Polley reassured him that that was just the way Christie worked.
Redford said he understood such reluctance, noting he turned down "The Way We Were" three times because he didn't want to be "a Ken doll to Barbra Streisand."
"That resistance, dragging you into something you know you want to do and have to do but you fight it is kind of a weird thing that I understand, so there for I endured (her resistance).
"But she made it really rough."
"The Company You Keep" stars Redford as Jim Grant, a small-town lawyer and single father whose world is upended when a young journalist (Shia LaBeouf) uncovers his past as a 1970s anti-war protester who is wanted by the law. Christie plays Grant's ex-lover, who still holds fast to her radical convictions of the past.
The rest of the star-studded cast includes Richard Jenkins, Anna Kendrick, Susan Sarandon, Chris Cooper and Nick Nolte.

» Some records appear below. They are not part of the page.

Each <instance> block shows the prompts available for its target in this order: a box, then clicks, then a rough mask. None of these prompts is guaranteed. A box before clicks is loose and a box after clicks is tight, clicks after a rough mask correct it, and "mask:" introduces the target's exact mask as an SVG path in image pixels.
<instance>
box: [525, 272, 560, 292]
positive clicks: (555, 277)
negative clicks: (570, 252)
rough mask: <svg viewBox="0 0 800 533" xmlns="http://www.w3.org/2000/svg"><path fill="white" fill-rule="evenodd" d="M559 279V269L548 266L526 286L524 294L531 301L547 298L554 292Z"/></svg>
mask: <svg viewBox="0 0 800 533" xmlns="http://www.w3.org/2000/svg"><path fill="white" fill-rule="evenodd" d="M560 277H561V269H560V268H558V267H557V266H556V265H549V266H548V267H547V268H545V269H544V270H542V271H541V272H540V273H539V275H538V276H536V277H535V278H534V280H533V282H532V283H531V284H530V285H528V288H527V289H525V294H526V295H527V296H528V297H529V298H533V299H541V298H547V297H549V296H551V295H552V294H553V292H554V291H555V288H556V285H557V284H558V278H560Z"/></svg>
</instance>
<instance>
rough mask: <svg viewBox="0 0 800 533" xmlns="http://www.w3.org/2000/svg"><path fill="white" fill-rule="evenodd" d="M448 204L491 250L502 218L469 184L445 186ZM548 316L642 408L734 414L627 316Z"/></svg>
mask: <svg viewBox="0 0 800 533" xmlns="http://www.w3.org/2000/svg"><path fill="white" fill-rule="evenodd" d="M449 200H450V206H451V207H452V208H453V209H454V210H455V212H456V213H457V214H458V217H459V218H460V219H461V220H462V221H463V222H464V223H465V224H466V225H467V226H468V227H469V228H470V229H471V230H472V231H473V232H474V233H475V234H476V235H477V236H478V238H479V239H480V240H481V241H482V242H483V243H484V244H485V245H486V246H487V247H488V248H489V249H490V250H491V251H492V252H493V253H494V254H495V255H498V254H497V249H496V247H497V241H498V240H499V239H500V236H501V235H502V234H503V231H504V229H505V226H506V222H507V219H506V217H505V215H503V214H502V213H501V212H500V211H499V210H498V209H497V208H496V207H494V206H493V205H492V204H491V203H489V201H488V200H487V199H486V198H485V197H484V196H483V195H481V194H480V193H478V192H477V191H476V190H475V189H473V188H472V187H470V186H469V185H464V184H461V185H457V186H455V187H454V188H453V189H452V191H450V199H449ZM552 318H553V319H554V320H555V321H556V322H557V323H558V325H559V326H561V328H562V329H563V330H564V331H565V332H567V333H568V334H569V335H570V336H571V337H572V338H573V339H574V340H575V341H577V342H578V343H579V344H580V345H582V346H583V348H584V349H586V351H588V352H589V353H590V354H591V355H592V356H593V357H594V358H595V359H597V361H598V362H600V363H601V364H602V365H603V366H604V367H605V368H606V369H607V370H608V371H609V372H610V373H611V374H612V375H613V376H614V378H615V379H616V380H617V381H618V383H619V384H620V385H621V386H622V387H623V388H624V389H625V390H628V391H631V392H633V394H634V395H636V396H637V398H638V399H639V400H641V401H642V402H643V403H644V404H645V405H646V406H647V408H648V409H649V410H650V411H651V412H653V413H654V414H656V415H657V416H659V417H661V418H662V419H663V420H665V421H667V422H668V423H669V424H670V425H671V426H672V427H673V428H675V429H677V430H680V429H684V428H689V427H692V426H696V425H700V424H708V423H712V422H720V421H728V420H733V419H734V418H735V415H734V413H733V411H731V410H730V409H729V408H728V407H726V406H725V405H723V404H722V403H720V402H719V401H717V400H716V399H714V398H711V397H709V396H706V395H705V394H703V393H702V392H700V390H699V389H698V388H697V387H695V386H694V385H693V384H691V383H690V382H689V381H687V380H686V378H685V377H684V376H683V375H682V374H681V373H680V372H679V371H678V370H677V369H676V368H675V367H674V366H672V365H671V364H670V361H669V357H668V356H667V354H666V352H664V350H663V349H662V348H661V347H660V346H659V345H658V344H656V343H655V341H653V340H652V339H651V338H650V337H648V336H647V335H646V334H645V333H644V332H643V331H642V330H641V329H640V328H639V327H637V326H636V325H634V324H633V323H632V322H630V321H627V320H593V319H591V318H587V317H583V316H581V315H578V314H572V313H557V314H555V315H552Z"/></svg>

Redford calls the thriller "classical storytelling."
"That was a choice. Because I think that, for me, the essential word if I'm going to be doing something is story, always has been. What's the story? Where's the story? What is it?" said the filmmaker, who won an Oscar for his directorial debut, 1980's "Ordinary People."
"And although I have a lot of admiration for all kinds of new techniques ... for me, I like the idea of bringing the audience and having the audience hopefully play more of a role so that when the film's over they're left with something to think about."
The Toronto International Film Festival runs until Sept. 16.